Pour encadrer la valorisation agricole des MRF, le ministère
de l’Environnement (MENV) a développé des critères de qualité et de bonnes
pratiques. En 1998, suite à une consultation publique sur ces critères, le
ministère de la Santé et des Services sociaux (MSSS) a questionné les
critères relatifs au cadmium et aux dioxines/furannes, particulièrement pour
la catégorie C2. En réponse à ces préoccupations, le MENV a octroyé un
contrat de recherche à l’Institut national de santé publique du Québec
(INSPQ) afin de valider ces critères.
L’INSPQ a déposé en mars 2001 le rapport final intitulé «
Évaluation des impacts à long terme de la valorisation agricole de matières
résiduelles fertilisantes au Québec – mise en contexte et risques à la santé
associés à l’apport de cadmium et de dioxines et furannes » (Fouchécourt
et Beausoleil, 2001).
L’étude montrait notamment qu’un individu (agriculteur)
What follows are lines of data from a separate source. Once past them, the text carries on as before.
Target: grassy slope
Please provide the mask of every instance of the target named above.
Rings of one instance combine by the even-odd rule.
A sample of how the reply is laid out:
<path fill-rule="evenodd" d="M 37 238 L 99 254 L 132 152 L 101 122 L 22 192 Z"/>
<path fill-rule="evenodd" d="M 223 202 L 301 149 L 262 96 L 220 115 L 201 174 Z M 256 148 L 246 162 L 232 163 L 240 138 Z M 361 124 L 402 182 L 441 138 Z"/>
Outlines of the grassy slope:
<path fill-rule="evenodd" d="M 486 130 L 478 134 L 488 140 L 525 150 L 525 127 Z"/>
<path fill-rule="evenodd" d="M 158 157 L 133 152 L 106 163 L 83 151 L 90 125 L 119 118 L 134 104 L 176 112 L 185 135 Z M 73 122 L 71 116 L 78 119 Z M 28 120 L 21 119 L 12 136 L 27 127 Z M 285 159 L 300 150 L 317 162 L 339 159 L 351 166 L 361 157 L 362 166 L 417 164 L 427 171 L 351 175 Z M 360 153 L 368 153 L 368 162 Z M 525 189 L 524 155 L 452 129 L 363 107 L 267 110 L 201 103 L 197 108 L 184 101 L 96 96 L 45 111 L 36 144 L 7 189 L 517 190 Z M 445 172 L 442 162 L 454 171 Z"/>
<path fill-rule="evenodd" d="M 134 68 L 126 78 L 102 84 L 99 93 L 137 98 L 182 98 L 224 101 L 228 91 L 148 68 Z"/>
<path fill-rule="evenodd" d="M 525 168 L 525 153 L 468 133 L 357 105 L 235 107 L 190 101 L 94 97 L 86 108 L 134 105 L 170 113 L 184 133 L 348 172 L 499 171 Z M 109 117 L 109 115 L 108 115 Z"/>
fortement exposé (IFE) sur une période de 100 ans pouvait voir son
exposition au cadmium dépasser la dose de référence américaine (troubles
rénaux). L’étude recommandait en ce sens d’abaisser la teneur limite
permise. D’autres recommandations concernaient également les dioxines et
furannes et certains métaux.
Sur la base de cette étude, le MENV a envisagé des
modifications à ses critères et a soumis son approche pour consultation, en
août 2001, auprès de 25 organismes et instituts québécois et canadiens.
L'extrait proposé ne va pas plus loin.